In closing, I want to emphasize two thoughts. First, our experience has led us to conclude that the structure of the airline industry is conducive to successful predation strategies, so we will remain alert to the possibility and investigate suspicious conduct. Second, we are most likely to investigate conduct that includes significant capacity increases by an incumbent. If Upstart complains only that Incumbent has cut its fares so much that they must be below cost, we will be skeptical that predation is occurring. On the other hand, if Incumbent is contemplating a competitive response that includes shifting significant capacity to a route Upstart entered, Incumbent should review its strategy carefully to be certain it is within legal bounds.


1 Brooke Group v. Brown & Williamson Tobacco Corp., 509 U.S. 209, 222 (1993).

2 Another concern raised by some commentators is that the "below cost" requirement would permit a new entrant to be driven from the market while it is still in the process of becoming efficient. Because of the network efficiencies that can be achieved through hubbing, this timing issue could be of particular relevance in the airline industry.

3 Phillip Areeda & Donald F. Turner, Predatory Pricing and Related Practices Under Section 2 of the Sherman Act, 88 Harv. L. Rev. 697 (1975).

4 A price-cost test produces "false negatives" when it fails to detect a pricing strategy that harms consumers in the long run; it produces "false positives" when it condemns legitimate price competition as predatory.

5See, e.g., Janusz Ordover and Robert Willig, An Economic Definition of Predation: Pricing and Product Innovation, 91 Yale L. J. 8 (1981); William Baumol, Quasi-permanence of Price Reductions: A policy for Prevention of Predatory Pricing, Yale L. J. 1 (1979).

6 Phillip E. Areeda and Herbert Hovenkamp, Antitrust Law: An Analysis of Antitrust Principles and Their Application ¶714.6d, 520 n. 51 (Supp. 1996).

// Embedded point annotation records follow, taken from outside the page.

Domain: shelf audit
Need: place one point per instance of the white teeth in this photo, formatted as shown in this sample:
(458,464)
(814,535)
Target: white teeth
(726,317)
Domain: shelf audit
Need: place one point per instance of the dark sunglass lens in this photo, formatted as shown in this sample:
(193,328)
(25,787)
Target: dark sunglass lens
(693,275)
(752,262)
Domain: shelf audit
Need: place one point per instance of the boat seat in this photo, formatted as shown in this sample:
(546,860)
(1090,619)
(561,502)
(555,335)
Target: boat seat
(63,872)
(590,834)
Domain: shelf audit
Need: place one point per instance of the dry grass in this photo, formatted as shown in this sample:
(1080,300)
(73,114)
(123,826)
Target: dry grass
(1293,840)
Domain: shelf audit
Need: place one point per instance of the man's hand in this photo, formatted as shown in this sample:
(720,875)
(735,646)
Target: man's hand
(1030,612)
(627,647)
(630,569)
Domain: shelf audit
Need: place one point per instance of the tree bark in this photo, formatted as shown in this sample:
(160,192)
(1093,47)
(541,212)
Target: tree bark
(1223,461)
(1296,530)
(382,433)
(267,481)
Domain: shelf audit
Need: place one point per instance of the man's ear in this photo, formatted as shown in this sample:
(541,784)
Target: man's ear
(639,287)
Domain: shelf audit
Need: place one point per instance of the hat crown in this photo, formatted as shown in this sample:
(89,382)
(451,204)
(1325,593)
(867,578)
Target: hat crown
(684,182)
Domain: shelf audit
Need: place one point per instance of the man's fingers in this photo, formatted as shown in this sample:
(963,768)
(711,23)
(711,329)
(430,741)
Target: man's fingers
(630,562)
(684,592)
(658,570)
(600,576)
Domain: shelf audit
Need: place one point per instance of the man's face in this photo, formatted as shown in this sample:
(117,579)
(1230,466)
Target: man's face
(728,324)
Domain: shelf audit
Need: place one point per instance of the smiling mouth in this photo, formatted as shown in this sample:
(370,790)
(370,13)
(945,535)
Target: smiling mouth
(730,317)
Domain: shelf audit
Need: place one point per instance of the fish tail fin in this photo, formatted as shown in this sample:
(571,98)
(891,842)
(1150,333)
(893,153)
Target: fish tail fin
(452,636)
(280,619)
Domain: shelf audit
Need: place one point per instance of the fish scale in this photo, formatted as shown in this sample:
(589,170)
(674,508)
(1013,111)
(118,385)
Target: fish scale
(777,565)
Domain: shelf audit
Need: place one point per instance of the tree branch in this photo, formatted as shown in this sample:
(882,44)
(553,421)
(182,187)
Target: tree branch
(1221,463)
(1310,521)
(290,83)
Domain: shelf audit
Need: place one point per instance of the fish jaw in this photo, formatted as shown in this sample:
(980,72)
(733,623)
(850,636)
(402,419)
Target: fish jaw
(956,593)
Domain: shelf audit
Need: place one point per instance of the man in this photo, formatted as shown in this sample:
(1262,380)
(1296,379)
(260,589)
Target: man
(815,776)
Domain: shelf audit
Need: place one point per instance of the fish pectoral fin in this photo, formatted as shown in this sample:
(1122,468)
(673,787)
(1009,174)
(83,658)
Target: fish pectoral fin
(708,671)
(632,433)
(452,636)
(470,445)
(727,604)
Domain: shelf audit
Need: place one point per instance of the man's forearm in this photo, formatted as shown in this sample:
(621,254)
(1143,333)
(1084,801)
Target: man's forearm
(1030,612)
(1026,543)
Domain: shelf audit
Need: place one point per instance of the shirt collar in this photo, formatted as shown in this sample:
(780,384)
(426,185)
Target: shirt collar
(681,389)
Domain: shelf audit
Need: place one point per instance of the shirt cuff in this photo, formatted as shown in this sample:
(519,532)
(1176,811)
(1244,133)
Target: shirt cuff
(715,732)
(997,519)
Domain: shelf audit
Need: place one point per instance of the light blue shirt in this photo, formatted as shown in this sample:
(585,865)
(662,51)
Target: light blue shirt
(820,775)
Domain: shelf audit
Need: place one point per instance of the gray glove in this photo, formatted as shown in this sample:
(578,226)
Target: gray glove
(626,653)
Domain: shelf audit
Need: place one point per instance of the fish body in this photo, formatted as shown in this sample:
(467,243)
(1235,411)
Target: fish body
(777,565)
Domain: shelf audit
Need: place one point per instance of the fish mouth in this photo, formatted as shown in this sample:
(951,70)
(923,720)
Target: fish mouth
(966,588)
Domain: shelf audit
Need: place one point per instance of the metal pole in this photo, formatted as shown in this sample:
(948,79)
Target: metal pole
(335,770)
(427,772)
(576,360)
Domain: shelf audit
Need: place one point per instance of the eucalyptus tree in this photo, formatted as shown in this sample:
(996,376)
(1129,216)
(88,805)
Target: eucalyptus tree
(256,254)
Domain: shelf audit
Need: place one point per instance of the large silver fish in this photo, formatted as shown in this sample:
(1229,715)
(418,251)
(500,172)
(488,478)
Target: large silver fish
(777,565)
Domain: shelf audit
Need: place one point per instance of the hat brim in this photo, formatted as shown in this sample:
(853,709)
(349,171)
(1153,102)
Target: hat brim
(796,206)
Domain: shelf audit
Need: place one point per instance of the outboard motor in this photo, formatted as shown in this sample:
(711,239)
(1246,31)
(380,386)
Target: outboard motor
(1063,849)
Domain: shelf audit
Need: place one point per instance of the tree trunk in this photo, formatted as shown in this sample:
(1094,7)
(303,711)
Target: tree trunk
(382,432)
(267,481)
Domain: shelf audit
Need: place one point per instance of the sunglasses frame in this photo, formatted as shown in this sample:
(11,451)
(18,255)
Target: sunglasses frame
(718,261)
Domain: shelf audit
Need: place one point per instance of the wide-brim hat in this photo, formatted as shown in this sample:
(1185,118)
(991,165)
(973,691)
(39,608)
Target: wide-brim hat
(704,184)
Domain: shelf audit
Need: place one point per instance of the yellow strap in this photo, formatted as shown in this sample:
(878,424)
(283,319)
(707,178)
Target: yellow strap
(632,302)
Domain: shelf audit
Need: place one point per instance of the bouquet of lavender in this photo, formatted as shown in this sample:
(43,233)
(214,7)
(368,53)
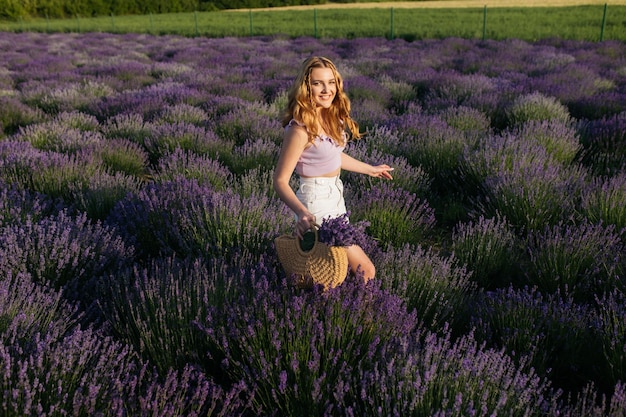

7 See Rebel Oil Co., Inc. v. Atlantic Richfield Co., 957 F. Supp. 1184, 1200-02 (D. Nev. 1997); AD/SAT v. Associated Press, 920 F. Supp. 1287, 1301-02 (S.D.N.Y 1996); Continental Airlines, Inc. v. American Airlines, Inc., 824 F. Supp. 689, 701-02 (S.D. Tex. 1993); In re IBM Peripheral EDP Devices Antitrust Litigation, 459 F. Supp. 626, 630-32 (N.D. Cal. 1978). But see McGahee v. Northern Propane Gas Co., 858 F.2d 1487, 1503 (11th Cir. 1988), cert. denied, 490 U.S. 1084 (1989).